Determination of Copper Content in Copper Alloys by Flame Atomic Absorption Spectroscopy
Introduction:
Copper alloys find extensive application across industrial sectors, particularly in the current high-speed rail construction where they are extensively utilised for circuit line construction. Consequently, the requirements for copper alloy usage within circuit power systems are of paramount importance. Testing and inspection of copper alloy materials are subject to stringent protocols. However, existing methods for determining copper content in copper alloys are cumbersome and complex. Consequently, this study proposes a simplified standard curve method that avoids interference from the copper matrix while accurately quantifying copper content in copper alloys.
This paper introduces a sample analysis method employing flame atomic absorption spectroscopy to directly measure copper in copper alloys using the 249.2nm absorption line of copper. The results obtained from this method were found to be identical to those from the 324.8nm standard addition method. This establishes a simplified testing method for determining copper content in copper alloys, enhancing analytical accuracy while streamlining the testing process.
1 Experimental Section
1.1 Apparatus and Equipment
AA1800 atomic absorption spectrophotometer
Adjustable hotplate. Ultrapure water system. Cu hollow cathode lamp.
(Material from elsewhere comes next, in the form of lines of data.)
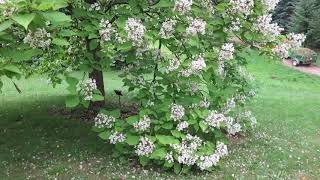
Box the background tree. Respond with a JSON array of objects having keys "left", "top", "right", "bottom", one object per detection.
[
  {"left": 289, "top": 0, "right": 320, "bottom": 48},
  {"left": 272, "top": 0, "right": 299, "bottom": 33}
]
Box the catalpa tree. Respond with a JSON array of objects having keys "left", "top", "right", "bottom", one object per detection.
[{"left": 0, "top": 0, "right": 304, "bottom": 173}]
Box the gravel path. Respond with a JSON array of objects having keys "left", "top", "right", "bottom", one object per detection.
[{"left": 283, "top": 60, "right": 320, "bottom": 76}]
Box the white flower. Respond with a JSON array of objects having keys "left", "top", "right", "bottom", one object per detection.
[
  {"left": 23, "top": 28, "right": 51, "bottom": 48},
  {"left": 262, "top": 0, "right": 280, "bottom": 11},
  {"left": 133, "top": 115, "right": 151, "bottom": 132},
  {"left": 94, "top": 113, "right": 116, "bottom": 128},
  {"left": 174, "top": 0, "right": 192, "bottom": 14},
  {"left": 254, "top": 14, "right": 283, "bottom": 41},
  {"left": 186, "top": 18, "right": 207, "bottom": 36},
  {"left": 229, "top": 0, "right": 254, "bottom": 16},
  {"left": 204, "top": 111, "right": 226, "bottom": 128},
  {"left": 197, "top": 154, "right": 220, "bottom": 171},
  {"left": 109, "top": 131, "right": 126, "bottom": 144},
  {"left": 230, "top": 18, "right": 242, "bottom": 32},
  {"left": 272, "top": 43, "right": 290, "bottom": 58},
  {"left": 199, "top": 97, "right": 210, "bottom": 108},
  {"left": 177, "top": 121, "right": 189, "bottom": 131},
  {"left": 170, "top": 104, "right": 185, "bottom": 121},
  {"left": 159, "top": 19, "right": 177, "bottom": 39},
  {"left": 99, "top": 19, "right": 115, "bottom": 41},
  {"left": 78, "top": 78, "right": 97, "bottom": 101},
  {"left": 165, "top": 151, "right": 174, "bottom": 163},
  {"left": 222, "top": 97, "right": 236, "bottom": 114},
  {"left": 219, "top": 43, "right": 235, "bottom": 61},
  {"left": 287, "top": 33, "right": 306, "bottom": 49},
  {"left": 227, "top": 123, "right": 241, "bottom": 135},
  {"left": 125, "top": 18, "right": 146, "bottom": 46},
  {"left": 167, "top": 58, "right": 181, "bottom": 72},
  {"left": 135, "top": 137, "right": 155, "bottom": 156},
  {"left": 89, "top": 2, "right": 101, "bottom": 11},
  {"left": 215, "top": 141, "right": 228, "bottom": 157}
]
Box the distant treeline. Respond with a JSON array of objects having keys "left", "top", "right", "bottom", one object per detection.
[{"left": 273, "top": 0, "right": 320, "bottom": 49}]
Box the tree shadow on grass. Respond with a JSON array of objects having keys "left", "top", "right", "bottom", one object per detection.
[{"left": 0, "top": 96, "right": 111, "bottom": 163}]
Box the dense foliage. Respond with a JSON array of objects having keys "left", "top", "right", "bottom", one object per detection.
[
  {"left": 0, "top": 0, "right": 304, "bottom": 173},
  {"left": 272, "top": 0, "right": 298, "bottom": 33}
]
1.2 Reagents and Solutions
(1) Nitric acid, analytical grade, 68–70%.
(2) High-purity deionised water. Resistivity ≥ 18 MΩ·cm.
(3) Copper standard solution (concentration 1000 μg/ml).
1.3 Sample Preparation and Testing
1) Sample Preparation: Accurately weigh 0.1106g of copper alloy sample and place it in a 100ml beaker. Add 5ml of concentrated nitric acid and heat gently on an electric hotplate. To prevent vigorous reaction, add a small amount of deionised water. Heat until all nitric acid fumes have dissipated, then remove and allow to cool to room temperature. Once cooled, transfer the sample to a 50ml volumetric flask for subsequent testing.
2) Standard Curve:
(1) Standard Curve Method: Prepare the curve by accurately measuring 200 μl, 400 μl, and 800 μl of 1000 μg/ml copper standard solution into three separate 10 ml volumetric flasks. Add 0.5 ml concentrated nitric acid to each, then dilute to volume with deionised water. The resulting concentrations are 20, 40, and 80 μg/ml respectively. Directly determine the standard curve and measure the sample solution 1.
(2) Standard Addition Method Preparation: Transfer 1.0 ml from Sample Solution 2 into four 10 ml volumetric flasks. Flask 1 is diluted to volume with deionised water. Flasks 2, 3, and 4 are each spiked with 25, 50, and 75 µl of the 1000 µg/ml copper standard solution, yielding concentrations of 0, 0.5, 1.0, and 1.5 µg/ml respectively. The standard addition method is employed for determination.
Sample Solution 1: Dilute the volumetrically adjusted sample solution 1000-fold.
Sample Solution 2: Dilute the volumetrically adjusted sample solution 50-fold.
3) Instrument Conditions:
(1) Standard Curve Method: Lamp current: 3mA, High voltage: 400V, Spectral bandwidth: 249.2nm.
Acetylene flow rate: 2.0L/min.
(2) Standard Addition Method: Lamp current: 3mA; High voltage: 409V; Spectral bandwidth: 324.9nm.
Acetylene flow rate: 2.0L/min.
4) Analysis Results:
By comparing the outcomes of both methods through testing, it is evident that employing the secondary sensitivity line of copper at 249.2 nm and directly applying the standard curve method effectively mitigates significant test result deviations caused by matrix interference. This approach reduces interference factors affecting copper in the sample by lowering the test sensitivity. The method is convenient, rapid, easy to operate, and highly accurate.